When \(A\) has \(n\) elements, which statement about the worst-case running times is TRUE?

• A. Both Extract-Max(A) and Insert(A,key) run in \(O(1)\).
• B. Both Extract-Max(A) and Insert (A,key) run in \(O(\log n)\).
• C. Extract-Max(A) runs in \(O(1)\) whereas Insert(A,key) runs in \(O(n)\).
• D. Extract-Max}(A) runs in \(O(1)\) whereas Insert(A,key) runs in \(O(\log n)\).

Hint:

In heaps, the cost is proportional to the tree height. For binary heaps, height \(\sim \log_2 n\) \(\Rightarrow\) both sift-up and sift-down are \(O(\log n)\).

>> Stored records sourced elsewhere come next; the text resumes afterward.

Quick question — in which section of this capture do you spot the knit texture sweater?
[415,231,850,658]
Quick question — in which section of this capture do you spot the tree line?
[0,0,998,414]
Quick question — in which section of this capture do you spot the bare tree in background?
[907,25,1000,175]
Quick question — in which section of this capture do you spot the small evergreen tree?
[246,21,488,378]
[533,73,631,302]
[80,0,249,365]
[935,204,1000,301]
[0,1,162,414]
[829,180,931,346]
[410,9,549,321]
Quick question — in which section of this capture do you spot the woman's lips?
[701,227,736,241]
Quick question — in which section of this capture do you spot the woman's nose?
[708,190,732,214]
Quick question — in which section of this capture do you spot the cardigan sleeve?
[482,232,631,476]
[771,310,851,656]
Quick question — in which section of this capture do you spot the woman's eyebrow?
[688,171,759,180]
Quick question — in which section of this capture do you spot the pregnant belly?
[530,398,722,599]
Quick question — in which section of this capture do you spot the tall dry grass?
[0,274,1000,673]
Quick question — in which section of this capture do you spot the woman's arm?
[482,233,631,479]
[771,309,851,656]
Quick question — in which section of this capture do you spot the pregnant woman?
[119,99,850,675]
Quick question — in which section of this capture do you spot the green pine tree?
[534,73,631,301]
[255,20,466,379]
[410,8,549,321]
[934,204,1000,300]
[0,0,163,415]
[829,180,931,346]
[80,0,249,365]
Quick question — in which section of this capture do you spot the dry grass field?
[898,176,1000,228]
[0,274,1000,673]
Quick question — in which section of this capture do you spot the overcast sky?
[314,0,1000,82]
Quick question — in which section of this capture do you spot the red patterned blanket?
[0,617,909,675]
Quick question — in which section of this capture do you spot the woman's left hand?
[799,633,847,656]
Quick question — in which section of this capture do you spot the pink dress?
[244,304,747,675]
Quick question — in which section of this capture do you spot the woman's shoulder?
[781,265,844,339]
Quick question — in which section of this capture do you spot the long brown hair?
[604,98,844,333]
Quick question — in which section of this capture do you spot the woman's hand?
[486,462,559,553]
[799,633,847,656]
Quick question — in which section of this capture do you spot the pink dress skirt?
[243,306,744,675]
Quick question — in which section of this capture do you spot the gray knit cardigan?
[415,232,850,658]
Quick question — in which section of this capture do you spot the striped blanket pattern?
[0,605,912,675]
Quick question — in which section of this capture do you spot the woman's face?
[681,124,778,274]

To get \(O(1)\) amortized inserts, you’d need a different structure (e.g., Fibonacci heap), not a binary heap.

Answer 1

The Correct Option is B

The problem involves understanding the worst-case running times of two operations, Extract-Max(A) and Insert(A, key), on a max-heap data structure, which is commonly used to implement priority queues.

1. Max-Heap Properties:
   • A max-heap is a complete binary tree where the value of each node is greater than or equal to the values of its children.
   • The height of a max-heap with \( n \) elements is \( O(\log n) \), which is crucial for determining the time complexity of operations.
2. Time Complexity Analysis:
   • Extract-Max(A):
     • This operation removes and returns the maximum element from the heap, which is located at the root.
     • To maintain the max-heap property after removal, the last element is moved to the root, and then the heap property is restored by a process called 'heapify'.
     • The heapifying process, either up or down the tree, takes \( O(\log n) \) time due to the tree's height.
   • Insert(A, key):
     • When inserting a new key, it is initially added at the end of the heap.
     • To restore the max-heap property, the new key may need to be moved upwards (heapified up) in the tree.
     • This upward traversal also takes \( O(\log n) \) time in the worst case.
3. Conclusion:
   • Both operations, Extract-Max(A) and Insert(A, key), have a worst-case running time of \( O(\log n) \) due to the need to traverse the height of the heap.
   • Hence, the correct statement is: Both Extract-Max(A) and Insert(A, key) run in \( O(\log n) \).